Milan Dekleva

Sosledja
Nova revija 2001

Milan Dekleva (b. 1946) is a poet, writer, dramatist, essayist, translator and librettist for children's musicals. His early poetry erupted from a radically postmodernist language, building poetically a new reality with its destructive-constructive, playful energy. The collection of short stories Bird Rescuer (1999) is different: It portrays man's anxiety in a world perverted by violence and philosophical and scientific manipulations which is beyond conveying anything but insecurity and the threat of annihilation. The threat of nonsense is articulated in the collection of verse Man in Panic (1990), while the collection Transcended Man (1992) in its meditative phrases searches for a way out - by foregoing Western metaphysics and plunging into a joyful abandon to being: "Observe the pelvis of a flower, how it unfolds." The "observer of a flower" no longer agrees to being smothered by anthropocentrism, but wants to experience the multiple cosmic Oneness. This is symbolized by the "Dinggedicht" in the collection Sequences (2001): In them, beings and phenomena are given voice; birds, rocks, plants, silence no longer reflect man, but coexist with him confidently, while their speech intertwines in verse: Oneness is the leitmotif of this collection of poems/piece of music.

Vanesa Matajc
Vanesa Matajc is the Winner of the Best Young Critic ("Stritar") Award.
Translated by Tamara Soban.
Published for the Slovenian presentation at the Frankfurt Book Fair,
October 2002, by the Center for Slovenian Literature.
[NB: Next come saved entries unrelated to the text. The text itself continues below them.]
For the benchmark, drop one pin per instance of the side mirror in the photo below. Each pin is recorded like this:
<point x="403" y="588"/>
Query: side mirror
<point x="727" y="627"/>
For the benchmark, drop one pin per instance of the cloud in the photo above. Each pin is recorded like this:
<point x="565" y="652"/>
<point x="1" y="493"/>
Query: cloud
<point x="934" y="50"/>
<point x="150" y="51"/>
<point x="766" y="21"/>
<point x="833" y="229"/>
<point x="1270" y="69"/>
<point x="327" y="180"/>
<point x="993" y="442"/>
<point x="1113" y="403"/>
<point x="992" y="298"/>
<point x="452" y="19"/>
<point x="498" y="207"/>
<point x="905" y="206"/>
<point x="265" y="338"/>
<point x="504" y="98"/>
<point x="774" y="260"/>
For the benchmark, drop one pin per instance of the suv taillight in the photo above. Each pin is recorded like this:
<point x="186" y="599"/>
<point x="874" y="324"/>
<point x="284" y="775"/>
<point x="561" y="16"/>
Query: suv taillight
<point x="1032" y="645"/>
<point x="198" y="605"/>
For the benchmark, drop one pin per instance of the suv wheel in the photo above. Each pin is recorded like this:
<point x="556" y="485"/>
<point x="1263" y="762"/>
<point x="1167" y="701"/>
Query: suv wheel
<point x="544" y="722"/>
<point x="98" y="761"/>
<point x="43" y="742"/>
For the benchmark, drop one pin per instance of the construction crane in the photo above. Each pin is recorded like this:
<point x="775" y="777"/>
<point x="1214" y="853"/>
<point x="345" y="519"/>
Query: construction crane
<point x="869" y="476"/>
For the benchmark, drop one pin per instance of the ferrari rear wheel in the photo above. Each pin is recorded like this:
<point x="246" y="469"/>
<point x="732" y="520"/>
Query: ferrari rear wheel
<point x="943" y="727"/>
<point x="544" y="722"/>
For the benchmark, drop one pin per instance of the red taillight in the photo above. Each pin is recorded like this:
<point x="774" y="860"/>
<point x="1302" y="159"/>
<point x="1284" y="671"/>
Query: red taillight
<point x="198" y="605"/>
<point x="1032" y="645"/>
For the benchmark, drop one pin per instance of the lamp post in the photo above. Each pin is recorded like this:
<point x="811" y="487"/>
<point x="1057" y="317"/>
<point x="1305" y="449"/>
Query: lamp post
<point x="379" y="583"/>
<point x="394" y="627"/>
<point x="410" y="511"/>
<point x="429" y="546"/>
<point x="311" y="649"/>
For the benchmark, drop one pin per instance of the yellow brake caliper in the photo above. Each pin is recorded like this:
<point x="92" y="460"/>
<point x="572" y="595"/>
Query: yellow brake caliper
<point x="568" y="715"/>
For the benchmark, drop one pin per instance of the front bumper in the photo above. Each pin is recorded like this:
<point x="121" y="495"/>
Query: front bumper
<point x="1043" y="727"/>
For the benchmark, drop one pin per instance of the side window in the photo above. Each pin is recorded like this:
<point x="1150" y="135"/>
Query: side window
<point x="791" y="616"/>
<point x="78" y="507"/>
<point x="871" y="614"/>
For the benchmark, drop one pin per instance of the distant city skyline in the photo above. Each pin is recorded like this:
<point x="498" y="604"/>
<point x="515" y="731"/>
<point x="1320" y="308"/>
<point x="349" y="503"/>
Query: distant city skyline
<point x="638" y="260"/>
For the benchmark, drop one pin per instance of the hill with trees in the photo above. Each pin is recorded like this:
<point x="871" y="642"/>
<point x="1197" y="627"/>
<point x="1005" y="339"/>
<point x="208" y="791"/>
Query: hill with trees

There is Still No Name for You

For anything more will we be able to die.
Close by heaven's abyss kneels the last grace.
The stone embraces nakedness, again tries to take it.
Peace is complete to the depth, you can hear the night fall.

You have grown out of the superstition that life goes through everything.
We have looked you through and through and have not recognized you.
With your beauty you entered our marrow, seizing us all.
For you there is still no name: we would fear it all too much.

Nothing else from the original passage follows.